March 13, 2010
By Marty Gitlin
Special to NCAA.com
CANTON, Ohio — The dedication and skill required to perform well enough to make just one trip to a first-place podium is impressive.
But to win two titles? Even three? It needs to be incredible.
That’s why few athletes at the NCAA Division II Swimming and Diving Championships win multiple championship medals. And that’s why those who did it three times at C.T. Branin Natatorium this weekend are particularly lauded.
One was Wayne State (Detroit) senior Ashley St. Andrew, who placed first in the women’s 1,000-yard freestyle (9 minutes, 52.4 seconds), 500 freestyle (4:53.51) and 1,650 freestyle (16:35.98). The other was West Chester (Pa.) senior Jackie Borkowski, who won the women’s 50-yard freestyle (22.83), 200 freestyle (1:49.31) and 100 freestyle (49.77) to sweep the sprints.
It might be assumed that if a sprinter is strong in one event, she will be strong in all of them. But Borkowski disagrees, especially in regard to the 200.
“It’s kind of hard to be good in all three,” she said following Saturday’s 100 freestyle triumph. “You’re so used to being on the blocks and ready to go, but in the 200 you have to pace yourself. I got lucky in the 200 (Thursday night) because I took it out really fast and I tired in the last 100. I kind of lucked out.”
Borkowski said there is something special about being a sprinter. She feels that it suits her perfectly and is quick to admit that she could never be a versatile and successful distance swimmer.
“When I do a distance swim,” she said, “I hurt in places I never hurt in doing sprint events. If I had to do three distance events, I’d be so sore I wouldn’t know what to do.”
Two-time champions Alexandra Henley (University of California-San Diego) and Drury (Springfield, Mo.) University’s Jun Han Kim knew what to do. The former took first in the women’s 400 individual medley (4:18.71) and 200 butterfly (2:00.30) while the latter won the men’s 200 IM (1:48.18) and 200 Butterfly (1:48.89).
Drury swimming coach Brian Reynolds suggested that it’s tougher for those who cross-stroke to win multiple championships because of the varied skills required.
Henley isn’t so sure.
“Any part of swimming is hard,” she said. “Any time you go up on those blocks you have to be prepared to go really fast. Yeah, it’s tough to [cross-stroke], but sports in general is tough.”

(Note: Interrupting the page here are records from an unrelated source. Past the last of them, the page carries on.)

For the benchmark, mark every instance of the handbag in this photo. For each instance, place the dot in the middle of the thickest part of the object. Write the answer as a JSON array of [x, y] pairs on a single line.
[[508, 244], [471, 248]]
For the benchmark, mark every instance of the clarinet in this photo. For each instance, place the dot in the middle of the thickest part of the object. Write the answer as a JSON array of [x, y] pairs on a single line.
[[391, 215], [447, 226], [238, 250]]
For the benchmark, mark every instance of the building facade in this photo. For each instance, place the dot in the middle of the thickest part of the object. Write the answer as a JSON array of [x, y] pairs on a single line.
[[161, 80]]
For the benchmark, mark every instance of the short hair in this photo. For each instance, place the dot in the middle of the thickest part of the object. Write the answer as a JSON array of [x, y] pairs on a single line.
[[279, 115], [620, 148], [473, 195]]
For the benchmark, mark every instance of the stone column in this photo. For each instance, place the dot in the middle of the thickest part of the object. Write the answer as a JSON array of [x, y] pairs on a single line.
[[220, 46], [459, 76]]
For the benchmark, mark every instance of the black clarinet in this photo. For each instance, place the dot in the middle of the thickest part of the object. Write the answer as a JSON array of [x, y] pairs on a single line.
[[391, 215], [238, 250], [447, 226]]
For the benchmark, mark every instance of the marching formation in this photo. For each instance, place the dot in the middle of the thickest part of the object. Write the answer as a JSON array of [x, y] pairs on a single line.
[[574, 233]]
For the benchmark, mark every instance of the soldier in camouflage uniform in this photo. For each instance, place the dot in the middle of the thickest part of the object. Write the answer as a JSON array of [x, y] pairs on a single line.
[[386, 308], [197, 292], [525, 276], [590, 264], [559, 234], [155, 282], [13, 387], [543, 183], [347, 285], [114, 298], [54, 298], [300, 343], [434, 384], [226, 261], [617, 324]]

Does it take particularly strong dedication to thrive in multiple events?
“I don’t think the word is ‘dedication,’ ” she said. “I think it’s ‘determination.’ While the team is swimming in duals, I’ll swim with the distance swimmers some days, I’ll swim the [butterfly or backstroke] other days and I’ll swim the IM on other days.”
Henley was particularly gratified to win the 200 individual medley after placing second a year ago. And though she failed to win the 200 backstroke, she achieved her goal of swimming it under two minutes. Had won it, Henley would have joined St. Andrew and Borkowski as three-time champions.